I’ve mentioned in earlier post that for decades I’ve been dealing with depression. (Actually, I think it showed up in my teen or maybe even pre-teen years.) To reiterate for those who don’t understand, depression is NOT merely just feeling wordlessly sad: it is having your brain functions depressed, pushed down and held down. It’s not feeling sad: it is feeling nothing except the loss of feeling. Usually emotions leave first (so you start ghosting through your life), and close behind thinking ability degrades (at my worst, I could barely form or understand simple sentences. I, who used to do calculus, would mess up basic arithmetic.) You can recover, but statistically the more episodes you have and the deeper you sink, the likelihood of you falling again and sinking deeper increases. Depression is cancer of the mind – not the brain, but the mind, the residency of your awareness of life. You become a spectator, a ghost. It’s living in a horror movie. It fucking sucks. I’ve had it under control for many years, but I know it never, ever goes completely away. Many, many times I have to ask myself if I’m responding appropriately to the common frustrations of life or if my demon is whispering in my ear.
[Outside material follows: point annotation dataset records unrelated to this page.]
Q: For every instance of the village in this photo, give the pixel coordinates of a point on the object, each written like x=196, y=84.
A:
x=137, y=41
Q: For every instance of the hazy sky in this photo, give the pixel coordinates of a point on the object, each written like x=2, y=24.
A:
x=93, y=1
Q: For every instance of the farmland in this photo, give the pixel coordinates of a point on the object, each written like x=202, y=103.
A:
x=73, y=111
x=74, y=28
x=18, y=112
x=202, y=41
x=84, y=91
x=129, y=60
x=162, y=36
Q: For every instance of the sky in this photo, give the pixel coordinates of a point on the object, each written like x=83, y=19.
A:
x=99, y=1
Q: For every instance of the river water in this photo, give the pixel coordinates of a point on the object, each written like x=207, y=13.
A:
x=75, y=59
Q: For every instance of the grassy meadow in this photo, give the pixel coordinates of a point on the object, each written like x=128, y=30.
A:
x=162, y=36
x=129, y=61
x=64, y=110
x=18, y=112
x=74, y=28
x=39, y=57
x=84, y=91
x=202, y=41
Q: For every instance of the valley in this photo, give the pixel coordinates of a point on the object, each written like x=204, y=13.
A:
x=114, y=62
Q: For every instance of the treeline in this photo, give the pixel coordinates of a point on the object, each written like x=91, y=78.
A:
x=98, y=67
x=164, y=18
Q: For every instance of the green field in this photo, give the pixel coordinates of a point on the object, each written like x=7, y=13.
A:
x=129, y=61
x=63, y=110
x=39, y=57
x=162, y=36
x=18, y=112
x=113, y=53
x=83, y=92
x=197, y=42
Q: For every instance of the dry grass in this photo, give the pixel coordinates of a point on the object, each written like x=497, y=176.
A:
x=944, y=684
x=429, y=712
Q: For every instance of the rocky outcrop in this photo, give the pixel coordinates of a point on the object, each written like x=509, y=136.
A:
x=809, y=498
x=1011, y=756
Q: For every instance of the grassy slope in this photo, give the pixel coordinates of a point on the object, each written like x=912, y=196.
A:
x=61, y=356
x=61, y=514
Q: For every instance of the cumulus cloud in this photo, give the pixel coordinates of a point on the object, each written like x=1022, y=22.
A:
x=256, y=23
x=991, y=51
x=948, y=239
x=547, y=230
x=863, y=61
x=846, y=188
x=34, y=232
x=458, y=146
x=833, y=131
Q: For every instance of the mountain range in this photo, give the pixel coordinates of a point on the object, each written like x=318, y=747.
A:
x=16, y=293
I bring this up now because I do wonder how much my Depression Demon plays hand-in-hand with my “Little Fucker” Cancer Tumor. When I was first diagnosed with cancer and rather easily accepted my death sentence, I must admit that I also felt a small measure of relief. Yes, relief. The struggle was coming to an end.
Now, though, with the evidence of the chemo beating down on “Little Fucker”, I believe I will have more time. In anyone’s life there is seldom enough time (cue Jim Croce, “There never seems to be enough time, to do the things you want to do, once you find them.”), but now I have solid reasons to believe I have a little more life than I thought I did at diagnosis. And that gives my Depression Demon a good kick in the nuts. BooYAAA!